Financial Statement Analysis Flashcards
What is profitability
Profitability is the ability of a business to generate excess income to cover its expenses
How to improve profitability with examples
- Sell goods at higher selling prices.
-Increase price of goods - Buy goods at lower cost price.
-Buy I’m bulk to obtain trade discount
-Switch to another supplier that offers lower prices, without compromising on quality - Increase sources of other income.
-Sublet excess space to another business to earn rental income
-Pay early to take advantage of cash discounts - Reduce operating expenses.
-Reduce the use of electrical appliances to lower utilities expenses
-Hire freelancers or part-timers on a needs basis
-Negotiate for lower rental
-Relocate to another premise that charges lower rental
-Capitalise on technology to reduce cost of manpower
Gross profit/loss formula
Gross profit/loss = Net sales revenue - Cost of sales
Profit for the period formula
Gross profit/loss + Other income - Other expenses
Profitability ratio: Gross profit margin
Formula:
(Gross profit / Net sales revenue) x 100%
Interpretation:
-Measures how much gross profit a business earns for every dollar of net sales revenue
-The higher the gross profit margin, the more profitable the business
Profitability ratio: Mark-up on cost
Formula:
(Gross profit / Cost of sales) x 100%
Interpretation:
-Measures how much gross profit a business earns for every dollar of its cost of sales
-The higher the mark-up on cost, the mort profitable the business
Profitability ratio: Profit margin
Formula:
(Profit for the period / Net sales revenue) x 100%
Interpretation:
-Measures how much profit a business earns for every dollar of Net sales revenue
-The higher the profit margin, the more profitable the business
Profitability ratio: Return on equity
Formula:
(Profit for the period / Average equity) x 100%
Interpretation:
-Measures how much profit a business earns for every dollar of equity invested by the owner or shareholders in the business
-The higher the return on equity, the more efficient the business is in generating profits for its owner or shareholders
Average equity formula
(Total equity at the beginning of the financial period + Total equity at the end of the financial period) / 2
What is liquidity
Liquidity is the ability of a business to convert current assets into cash to pay current liabilities.
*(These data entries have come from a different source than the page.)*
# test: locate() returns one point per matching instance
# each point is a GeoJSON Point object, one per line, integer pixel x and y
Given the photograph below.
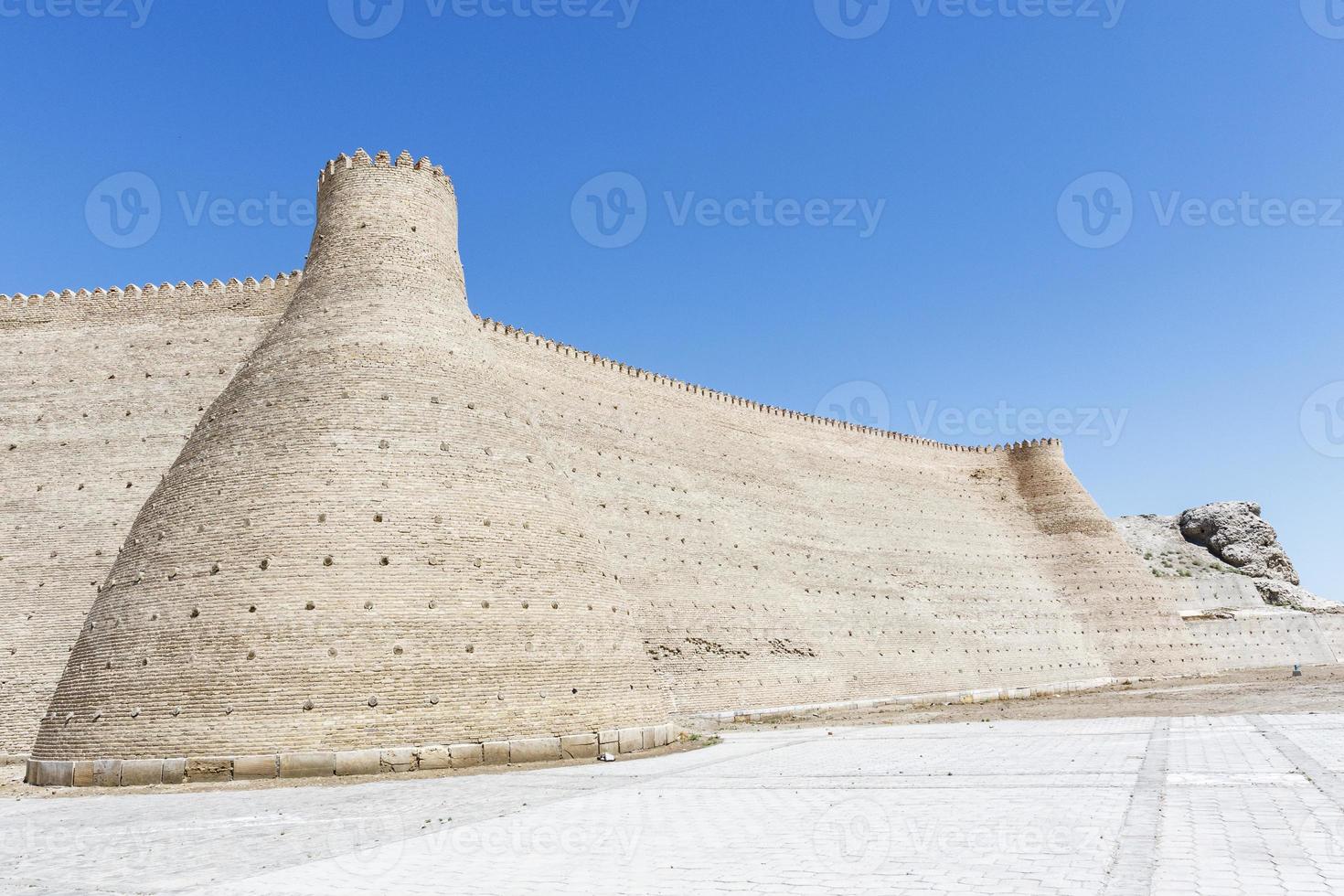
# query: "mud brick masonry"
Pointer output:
{"type": "Point", "coordinates": [331, 523]}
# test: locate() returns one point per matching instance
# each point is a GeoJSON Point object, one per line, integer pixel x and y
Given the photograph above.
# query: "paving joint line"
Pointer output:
{"type": "Point", "coordinates": [1131, 872]}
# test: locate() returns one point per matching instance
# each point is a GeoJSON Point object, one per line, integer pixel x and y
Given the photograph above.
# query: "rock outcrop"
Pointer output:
{"type": "Point", "coordinates": [1218, 540]}
{"type": "Point", "coordinates": [1237, 535]}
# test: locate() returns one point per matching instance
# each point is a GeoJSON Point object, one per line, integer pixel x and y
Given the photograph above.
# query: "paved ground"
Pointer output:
{"type": "Point", "coordinates": [1189, 805]}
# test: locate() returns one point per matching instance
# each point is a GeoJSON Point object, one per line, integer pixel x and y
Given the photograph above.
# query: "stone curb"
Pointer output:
{"type": "Point", "coordinates": [988, 695]}
{"type": "Point", "coordinates": [139, 773]}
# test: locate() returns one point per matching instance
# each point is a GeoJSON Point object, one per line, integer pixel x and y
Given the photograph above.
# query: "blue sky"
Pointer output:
{"type": "Point", "coordinates": [1195, 357]}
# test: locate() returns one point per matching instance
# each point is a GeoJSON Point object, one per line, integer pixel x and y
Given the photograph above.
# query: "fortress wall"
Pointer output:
{"type": "Point", "coordinates": [1223, 592]}
{"type": "Point", "coordinates": [1266, 640]}
{"type": "Point", "coordinates": [781, 560]}
{"type": "Point", "coordinates": [1332, 632]}
{"type": "Point", "coordinates": [365, 543]}
{"type": "Point", "coordinates": [398, 524]}
{"type": "Point", "coordinates": [101, 391]}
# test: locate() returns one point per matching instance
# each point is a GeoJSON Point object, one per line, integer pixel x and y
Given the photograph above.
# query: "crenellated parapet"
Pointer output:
{"type": "Point", "coordinates": [598, 360]}
{"type": "Point", "coordinates": [405, 162]}
{"type": "Point", "coordinates": [151, 297]}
It is also the ability of a business to repay its CLs when they fall due
How to improve liquidity with examples
- Increase sources of cash.
-Obtain cash contribution from owner or shareholders
-Obtain long-term loan
-Sell excess non-current assets for cash - Manage cash outflow.
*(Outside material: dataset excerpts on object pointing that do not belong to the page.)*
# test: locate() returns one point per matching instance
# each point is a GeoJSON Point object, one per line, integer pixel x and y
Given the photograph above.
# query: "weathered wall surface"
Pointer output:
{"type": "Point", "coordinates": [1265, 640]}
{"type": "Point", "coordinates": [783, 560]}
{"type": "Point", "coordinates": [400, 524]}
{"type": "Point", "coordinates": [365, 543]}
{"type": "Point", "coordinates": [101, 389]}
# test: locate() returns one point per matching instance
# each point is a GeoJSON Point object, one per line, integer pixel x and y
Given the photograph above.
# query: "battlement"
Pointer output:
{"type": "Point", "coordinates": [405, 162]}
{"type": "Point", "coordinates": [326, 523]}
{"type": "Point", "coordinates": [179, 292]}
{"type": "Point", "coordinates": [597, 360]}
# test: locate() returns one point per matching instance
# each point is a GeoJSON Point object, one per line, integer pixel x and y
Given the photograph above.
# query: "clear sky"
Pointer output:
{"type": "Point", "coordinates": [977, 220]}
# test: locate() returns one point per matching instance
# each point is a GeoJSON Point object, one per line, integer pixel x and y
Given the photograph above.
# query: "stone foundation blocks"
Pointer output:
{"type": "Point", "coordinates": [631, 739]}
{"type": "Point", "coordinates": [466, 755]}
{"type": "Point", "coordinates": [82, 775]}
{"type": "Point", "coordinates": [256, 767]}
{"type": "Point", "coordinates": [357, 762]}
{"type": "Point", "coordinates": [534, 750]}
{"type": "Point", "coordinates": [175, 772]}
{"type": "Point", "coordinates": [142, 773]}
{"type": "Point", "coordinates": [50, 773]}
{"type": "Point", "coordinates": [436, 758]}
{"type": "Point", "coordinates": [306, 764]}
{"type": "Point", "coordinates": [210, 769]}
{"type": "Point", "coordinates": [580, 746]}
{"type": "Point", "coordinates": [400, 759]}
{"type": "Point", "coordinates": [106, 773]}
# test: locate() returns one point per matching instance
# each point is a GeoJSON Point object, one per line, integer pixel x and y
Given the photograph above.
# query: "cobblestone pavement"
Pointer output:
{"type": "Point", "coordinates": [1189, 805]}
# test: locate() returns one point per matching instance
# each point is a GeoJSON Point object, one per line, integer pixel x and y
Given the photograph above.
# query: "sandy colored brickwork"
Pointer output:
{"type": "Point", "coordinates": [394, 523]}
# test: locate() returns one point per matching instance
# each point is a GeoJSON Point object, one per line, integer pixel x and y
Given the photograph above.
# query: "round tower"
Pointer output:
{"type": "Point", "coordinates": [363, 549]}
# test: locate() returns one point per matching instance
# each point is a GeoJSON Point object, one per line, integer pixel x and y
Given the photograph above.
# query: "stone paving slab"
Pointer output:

-Reduce operating expenses
-Negotiate for better credit terms from supplier
Why may a profitable business not be liquid
The business may have difficulty in collecting payment from its credit customers or it may have used cash to buy non-current assets with an aim to generate more income in the future
Working capital formula
Working capital = Current assets - Current liabilities
Liquidity ratio: Current ratio
Formula:
Total current assets / Total current liabilities
Interpretation:
-Measures the ability of a business to repay its short-term debts using its current assets
-The acceptable norm varies from industry to industry. However , a general benchmark to use is 2.
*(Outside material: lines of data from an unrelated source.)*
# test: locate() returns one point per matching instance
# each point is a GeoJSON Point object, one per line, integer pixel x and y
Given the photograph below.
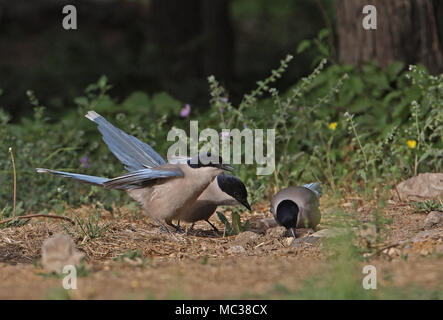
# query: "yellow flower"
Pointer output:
{"type": "Point", "coordinates": [412, 144]}
{"type": "Point", "coordinates": [333, 125]}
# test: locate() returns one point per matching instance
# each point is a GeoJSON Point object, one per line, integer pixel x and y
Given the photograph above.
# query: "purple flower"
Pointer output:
{"type": "Point", "coordinates": [84, 161]}
{"type": "Point", "coordinates": [184, 113]}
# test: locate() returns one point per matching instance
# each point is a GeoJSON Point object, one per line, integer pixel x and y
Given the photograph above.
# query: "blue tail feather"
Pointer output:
{"type": "Point", "coordinates": [135, 154]}
{"type": "Point", "coordinates": [97, 181]}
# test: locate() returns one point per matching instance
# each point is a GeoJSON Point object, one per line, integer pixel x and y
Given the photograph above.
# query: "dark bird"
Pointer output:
{"type": "Point", "coordinates": [297, 207]}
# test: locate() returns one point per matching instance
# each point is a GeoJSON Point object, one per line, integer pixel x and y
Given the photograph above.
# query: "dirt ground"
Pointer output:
{"type": "Point", "coordinates": [204, 265]}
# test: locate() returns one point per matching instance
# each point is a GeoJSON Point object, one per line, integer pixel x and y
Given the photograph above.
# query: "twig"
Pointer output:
{"type": "Point", "coordinates": [15, 180]}
{"type": "Point", "coordinates": [30, 216]}
{"type": "Point", "coordinates": [384, 248]}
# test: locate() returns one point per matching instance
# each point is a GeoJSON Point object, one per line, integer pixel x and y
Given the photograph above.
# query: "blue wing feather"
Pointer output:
{"type": "Point", "coordinates": [132, 152]}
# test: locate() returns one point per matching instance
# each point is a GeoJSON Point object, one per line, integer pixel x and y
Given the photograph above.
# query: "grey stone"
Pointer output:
{"type": "Point", "coordinates": [433, 219]}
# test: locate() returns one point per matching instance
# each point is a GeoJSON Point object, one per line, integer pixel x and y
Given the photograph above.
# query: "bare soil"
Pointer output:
{"type": "Point", "coordinates": [204, 265]}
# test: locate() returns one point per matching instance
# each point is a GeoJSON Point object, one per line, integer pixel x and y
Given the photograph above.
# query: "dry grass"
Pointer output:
{"type": "Point", "coordinates": [200, 264]}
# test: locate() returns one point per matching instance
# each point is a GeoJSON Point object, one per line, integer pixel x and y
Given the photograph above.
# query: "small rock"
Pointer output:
{"type": "Point", "coordinates": [433, 234]}
{"type": "Point", "coordinates": [246, 238]}
{"type": "Point", "coordinates": [264, 224]}
{"type": "Point", "coordinates": [236, 250]}
{"type": "Point", "coordinates": [434, 219]}
{"type": "Point", "coordinates": [277, 232]}
{"type": "Point", "coordinates": [58, 252]}
{"type": "Point", "coordinates": [422, 187]}
{"type": "Point", "coordinates": [328, 233]}
{"type": "Point", "coordinates": [392, 252]}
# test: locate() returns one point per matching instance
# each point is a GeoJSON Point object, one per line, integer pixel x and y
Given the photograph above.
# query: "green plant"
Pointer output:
{"type": "Point", "coordinates": [428, 206]}
{"type": "Point", "coordinates": [236, 226]}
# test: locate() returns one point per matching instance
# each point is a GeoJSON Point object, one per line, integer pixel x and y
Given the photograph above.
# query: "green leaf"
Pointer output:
{"type": "Point", "coordinates": [323, 33]}
{"type": "Point", "coordinates": [305, 44]}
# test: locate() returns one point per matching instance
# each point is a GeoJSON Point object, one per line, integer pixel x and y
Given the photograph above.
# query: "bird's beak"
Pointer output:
{"type": "Point", "coordinates": [226, 167]}
{"type": "Point", "coordinates": [246, 204]}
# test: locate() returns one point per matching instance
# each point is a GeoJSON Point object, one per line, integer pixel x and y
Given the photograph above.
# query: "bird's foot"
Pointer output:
{"type": "Point", "coordinates": [213, 227]}
{"type": "Point", "coordinates": [177, 227]}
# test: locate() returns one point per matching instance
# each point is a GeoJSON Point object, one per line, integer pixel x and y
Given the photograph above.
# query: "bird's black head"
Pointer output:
{"type": "Point", "coordinates": [234, 187]}
{"type": "Point", "coordinates": [287, 214]}
{"type": "Point", "coordinates": [209, 160]}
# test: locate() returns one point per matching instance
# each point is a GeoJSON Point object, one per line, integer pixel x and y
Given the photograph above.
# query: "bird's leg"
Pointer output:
{"type": "Point", "coordinates": [294, 235]}
{"type": "Point", "coordinates": [162, 226]}
{"type": "Point", "coordinates": [213, 227]}
{"type": "Point", "coordinates": [176, 227]}
{"type": "Point", "coordinates": [191, 228]}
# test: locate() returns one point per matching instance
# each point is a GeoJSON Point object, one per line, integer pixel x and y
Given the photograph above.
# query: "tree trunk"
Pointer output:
{"type": "Point", "coordinates": [406, 31]}
{"type": "Point", "coordinates": [218, 39]}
-The higher the current ratio, the more liquid a business is
Liquidity ratio: Quick/Acid test/Liquid ratio
Formula:
(Total current assets - Inventory - Prepayments) / Total current liabilities
Interpretation:
-Measures the ability of a business to pay its short-term debts using its quick assets, which can be converted into cash more quickly than other current assets such as inventory and prepayments
-The acceptable norm varies from industry to industry. However, a general benchmark to use is 1.
-The higher the quick ratio, the more liquid a business is.